Of course, there are other tools besides acupuncture and wellness retreats. For Julia Bueno, a psychotherapist and author of The Brink of Being: Talking About, it was running. Bueno had three miscarriages and lost twin girls at 22 weeks. She has two healthy children now and says it wasn’t until after the birth of her son, something she never believed would happen, that she took up running. “I was so at odds with my body,” she says. “I spent ten years feeling like it had let me down, and running let me reconnect with my body as a powerful, good thing that I could be happy with,” she says. “I could re-story my pregnancy losses not about my body failing and, instead, just, shit happens to women.”
“It’s about turning to yourself and saying, ‘I’m angry, I’m grieving, and that was really shit.’”
Indeed it does. Bueno, whose practice specializes in dealing with pregnancy loss, notes that, of course, everyone’s experience of processing is different. “For you, it might be acupuncture, for the next it might be pruning roses, for the next it might be baking 100 cakes, for me it’s running,” she says. But, Bueno notes, “the golden thread throughout is acknowledgment, however we seek it out: through others, through acupuncture, through self-care.” It’s not, she says, about booking a massage. “It’s about turning to yourself and saying, ‘I’m angry, I’m grieving, and that was really shit.’”

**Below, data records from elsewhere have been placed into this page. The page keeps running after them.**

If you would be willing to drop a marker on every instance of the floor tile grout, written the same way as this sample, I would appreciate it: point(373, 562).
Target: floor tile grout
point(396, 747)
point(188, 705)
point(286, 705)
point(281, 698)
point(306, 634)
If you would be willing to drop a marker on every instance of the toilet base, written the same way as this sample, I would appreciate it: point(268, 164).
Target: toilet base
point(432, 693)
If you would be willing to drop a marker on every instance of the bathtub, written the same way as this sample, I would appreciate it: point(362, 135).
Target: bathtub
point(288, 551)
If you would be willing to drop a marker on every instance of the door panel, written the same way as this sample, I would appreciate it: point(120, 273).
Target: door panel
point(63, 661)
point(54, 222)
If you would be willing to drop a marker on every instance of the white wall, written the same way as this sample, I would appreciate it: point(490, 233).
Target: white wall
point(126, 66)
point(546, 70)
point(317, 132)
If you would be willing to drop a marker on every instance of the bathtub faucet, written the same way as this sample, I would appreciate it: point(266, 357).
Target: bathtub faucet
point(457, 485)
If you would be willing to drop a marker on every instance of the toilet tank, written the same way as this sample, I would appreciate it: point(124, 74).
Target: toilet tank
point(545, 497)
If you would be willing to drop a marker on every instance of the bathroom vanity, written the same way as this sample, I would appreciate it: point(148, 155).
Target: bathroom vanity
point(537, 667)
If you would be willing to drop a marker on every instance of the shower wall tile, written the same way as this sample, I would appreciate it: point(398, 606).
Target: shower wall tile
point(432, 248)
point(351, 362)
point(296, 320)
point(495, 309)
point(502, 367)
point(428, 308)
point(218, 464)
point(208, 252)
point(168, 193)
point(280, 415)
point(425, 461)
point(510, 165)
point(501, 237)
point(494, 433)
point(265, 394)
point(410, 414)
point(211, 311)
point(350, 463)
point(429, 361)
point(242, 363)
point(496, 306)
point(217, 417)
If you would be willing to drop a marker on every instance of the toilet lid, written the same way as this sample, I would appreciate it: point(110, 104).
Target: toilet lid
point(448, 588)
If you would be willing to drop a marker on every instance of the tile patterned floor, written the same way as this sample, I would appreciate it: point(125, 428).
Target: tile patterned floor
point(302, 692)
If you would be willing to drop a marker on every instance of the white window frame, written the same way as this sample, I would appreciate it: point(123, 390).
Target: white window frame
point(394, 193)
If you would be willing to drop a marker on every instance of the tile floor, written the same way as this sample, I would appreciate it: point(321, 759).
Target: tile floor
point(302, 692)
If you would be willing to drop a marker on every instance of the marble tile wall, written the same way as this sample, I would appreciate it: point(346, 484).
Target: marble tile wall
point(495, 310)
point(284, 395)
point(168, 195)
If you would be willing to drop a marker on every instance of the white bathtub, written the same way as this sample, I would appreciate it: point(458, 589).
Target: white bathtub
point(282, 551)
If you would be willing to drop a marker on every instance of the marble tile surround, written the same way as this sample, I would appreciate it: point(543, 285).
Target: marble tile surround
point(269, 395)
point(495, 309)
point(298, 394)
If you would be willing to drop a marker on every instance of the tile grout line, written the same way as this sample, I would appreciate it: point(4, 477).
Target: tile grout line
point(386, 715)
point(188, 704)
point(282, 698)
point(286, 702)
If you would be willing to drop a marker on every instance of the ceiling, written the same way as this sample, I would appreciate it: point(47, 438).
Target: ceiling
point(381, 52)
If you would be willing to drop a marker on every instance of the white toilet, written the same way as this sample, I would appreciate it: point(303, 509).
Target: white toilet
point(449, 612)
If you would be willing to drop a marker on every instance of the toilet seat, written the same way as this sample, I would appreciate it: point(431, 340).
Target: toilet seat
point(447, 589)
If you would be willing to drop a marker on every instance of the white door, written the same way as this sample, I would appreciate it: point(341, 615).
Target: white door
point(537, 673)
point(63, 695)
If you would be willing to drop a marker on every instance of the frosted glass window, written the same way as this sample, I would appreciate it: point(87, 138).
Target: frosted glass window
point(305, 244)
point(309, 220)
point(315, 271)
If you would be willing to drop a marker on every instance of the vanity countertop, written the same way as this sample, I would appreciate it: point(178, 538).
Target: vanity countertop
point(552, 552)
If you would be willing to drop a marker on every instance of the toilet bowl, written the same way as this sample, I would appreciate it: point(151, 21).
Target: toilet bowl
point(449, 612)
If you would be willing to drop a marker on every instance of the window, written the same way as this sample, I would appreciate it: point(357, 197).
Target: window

It struck me that there’s no better way to sum up the experience of miscarriage. It’s just really shit—there are layers and degrees to that shittiness for every woman who has experienced it. Some will need to seek out additional talk therapy and medication to deal with grieving that may never go away. What I wish I’d known before is that there are so many ways of healing and seeking acknowledgment for that shit. Whichever one helps is the right one.